Reinforcement Learning from Human Feedback (RLHF)
The training method that makes ChatGPT "helpful and safe." People evaluate AI's responses, and the model learns which behaviors are desirable. That's why ChatGPT feels more like an assistant than a search engine.
Runway
A powerful AI platform for video editing and generation. Can remove backgrounds, generate video from text, and create effects that previously required a Hollywood budget.
→ Test Runway
S
Semantic Search
Search based on meaning rather than exact words. Traditional search matches keywords, semantic search understands context. Therefore, AI search can find the right answer even if you don't use precisely the correct terms.
Sentiment Analysis
AI that analyzes emotions in text – positive, negative, or neutral. Used to monitor brands on social media, analyze customer reviews, or understand market trends.
Stable Diffusion
An open source model for image generation. Unlike DALL-E and Midjourney, you can run Stable Diffusion on your own computer (if you have a good graphics card). Popular among developers and tinkerers.
Synthetic Data
AI-generated data used to train other AI systems. When real data is limited or sensitive (medical records, personal data), synthetic data can fill the gap.
T
Temperature
A parameter that controls how "creative" or "random" an AI model is. Low temperature (0.1-0.3) = predictable, consistent answers. High temperature (0.8-1.0) = creative, varied answers. Adjust according to needs.
Token
The basic unit that AI reads and generates text in. Approximately 1 token = ¾ words. "Hello there" is ~4 tokens. Important for understanding costs (paid per token) and limitations (max tokens per request).
Training Data
All data used to train an AI model. For language models, it is books, web pages, articles, code. The quality and diversity of the training data determine how good the model becomes.
Transfer Learning
Taking an AI model trained on one task and using it for something else. For example, an image classification model trained on animals can be easily adapted to recognize cars. Saves a lot of time and resources.
Transformer
The revolutionary AI architecture from 2017 that underlies all modern language models. The name comes from the research paper "Attention Is All You Need." GPT stands for "Generative Pre-trained Transformer."
U
Unsupervised Learning
When AI learns to find patterns in data without being given examples of "correct answers." Unlike supervised learning (where each data point is labeled), the model must figure out the structure on its own.
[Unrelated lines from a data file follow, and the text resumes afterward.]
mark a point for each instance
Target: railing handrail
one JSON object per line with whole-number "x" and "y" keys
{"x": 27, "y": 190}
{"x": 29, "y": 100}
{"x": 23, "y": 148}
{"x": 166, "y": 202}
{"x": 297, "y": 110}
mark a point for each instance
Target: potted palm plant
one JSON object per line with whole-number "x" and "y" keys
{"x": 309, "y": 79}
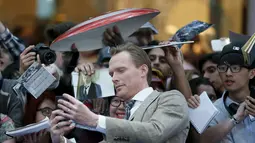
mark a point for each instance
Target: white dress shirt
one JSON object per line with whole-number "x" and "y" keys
{"x": 139, "y": 98}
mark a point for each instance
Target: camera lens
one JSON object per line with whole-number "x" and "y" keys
{"x": 49, "y": 57}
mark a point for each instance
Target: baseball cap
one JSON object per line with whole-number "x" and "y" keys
{"x": 232, "y": 54}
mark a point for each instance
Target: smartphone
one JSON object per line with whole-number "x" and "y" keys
{"x": 57, "y": 98}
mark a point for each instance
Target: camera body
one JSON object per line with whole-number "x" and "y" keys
{"x": 47, "y": 56}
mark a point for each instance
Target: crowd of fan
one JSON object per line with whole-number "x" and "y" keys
{"x": 223, "y": 75}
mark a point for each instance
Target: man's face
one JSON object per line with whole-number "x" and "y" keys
{"x": 126, "y": 77}
{"x": 209, "y": 71}
{"x": 158, "y": 61}
{"x": 236, "y": 81}
{"x": 5, "y": 60}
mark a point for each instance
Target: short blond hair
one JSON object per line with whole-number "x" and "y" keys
{"x": 138, "y": 55}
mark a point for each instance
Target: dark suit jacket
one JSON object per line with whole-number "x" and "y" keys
{"x": 94, "y": 91}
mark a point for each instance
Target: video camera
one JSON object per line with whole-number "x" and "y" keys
{"x": 47, "y": 56}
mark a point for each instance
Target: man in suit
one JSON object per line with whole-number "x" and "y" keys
{"x": 154, "y": 118}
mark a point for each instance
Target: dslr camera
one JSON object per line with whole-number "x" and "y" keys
{"x": 47, "y": 56}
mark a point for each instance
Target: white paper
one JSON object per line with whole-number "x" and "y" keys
{"x": 31, "y": 128}
{"x": 36, "y": 79}
{"x": 218, "y": 44}
{"x": 203, "y": 115}
{"x": 166, "y": 45}
{"x": 252, "y": 118}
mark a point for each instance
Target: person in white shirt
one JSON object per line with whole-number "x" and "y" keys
{"x": 154, "y": 117}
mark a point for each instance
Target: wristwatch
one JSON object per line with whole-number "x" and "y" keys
{"x": 234, "y": 120}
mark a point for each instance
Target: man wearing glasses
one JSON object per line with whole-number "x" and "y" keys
{"x": 233, "y": 124}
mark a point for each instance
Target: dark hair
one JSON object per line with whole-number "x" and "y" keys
{"x": 196, "y": 82}
{"x": 138, "y": 55}
{"x": 213, "y": 57}
{"x": 33, "y": 104}
{"x": 154, "y": 42}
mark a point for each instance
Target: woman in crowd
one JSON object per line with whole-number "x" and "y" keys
{"x": 35, "y": 111}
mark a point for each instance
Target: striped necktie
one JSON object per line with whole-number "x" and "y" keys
{"x": 129, "y": 106}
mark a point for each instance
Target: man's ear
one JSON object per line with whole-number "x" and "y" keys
{"x": 144, "y": 70}
{"x": 252, "y": 73}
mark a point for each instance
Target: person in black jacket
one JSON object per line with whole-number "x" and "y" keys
{"x": 11, "y": 105}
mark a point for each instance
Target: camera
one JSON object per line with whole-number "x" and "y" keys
{"x": 47, "y": 56}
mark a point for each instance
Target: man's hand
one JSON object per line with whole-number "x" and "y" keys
{"x": 87, "y": 68}
{"x": 241, "y": 114}
{"x": 77, "y": 111}
{"x": 27, "y": 59}
{"x": 112, "y": 37}
{"x": 194, "y": 101}
{"x": 35, "y": 137}
{"x": 250, "y": 106}
{"x": 59, "y": 126}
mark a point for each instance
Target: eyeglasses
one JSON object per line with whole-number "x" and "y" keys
{"x": 233, "y": 68}
{"x": 46, "y": 111}
{"x": 116, "y": 103}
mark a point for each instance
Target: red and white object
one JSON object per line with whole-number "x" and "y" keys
{"x": 88, "y": 35}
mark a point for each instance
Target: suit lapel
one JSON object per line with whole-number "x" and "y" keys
{"x": 141, "y": 110}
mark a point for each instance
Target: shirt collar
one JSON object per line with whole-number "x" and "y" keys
{"x": 143, "y": 94}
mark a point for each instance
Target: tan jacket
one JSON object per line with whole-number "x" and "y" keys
{"x": 162, "y": 117}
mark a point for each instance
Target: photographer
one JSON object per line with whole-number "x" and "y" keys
{"x": 10, "y": 49}
{"x": 233, "y": 124}
{"x": 11, "y": 105}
Used for clustering and anomaly detection.
V
Vector Database
A specialized database for storing and searching embeddings (vector representations of text, images, etc.). Critical component in RAG systems and semantic search. Examples: Pinecone, Weaviate.
Vision Transformer
An AI architecture that applies transformer technology (from language models) to images. Has revolutionized computer vision in the same way transformers revolutionized NLP.
W
Whisper
OpenAI's AI for speech-to-text (speech recognition). Can transcribe and translate speech in 99+ languages with astonishing accuracy. Open source and free to use.
Z
Zero-Shot Learning
When AI can perform tasks it has never seen examples of before, just based on instructions. "Translate this text into Swahili" works even if the model was never specifically trained on Swahili translation. Shows true "intelligence."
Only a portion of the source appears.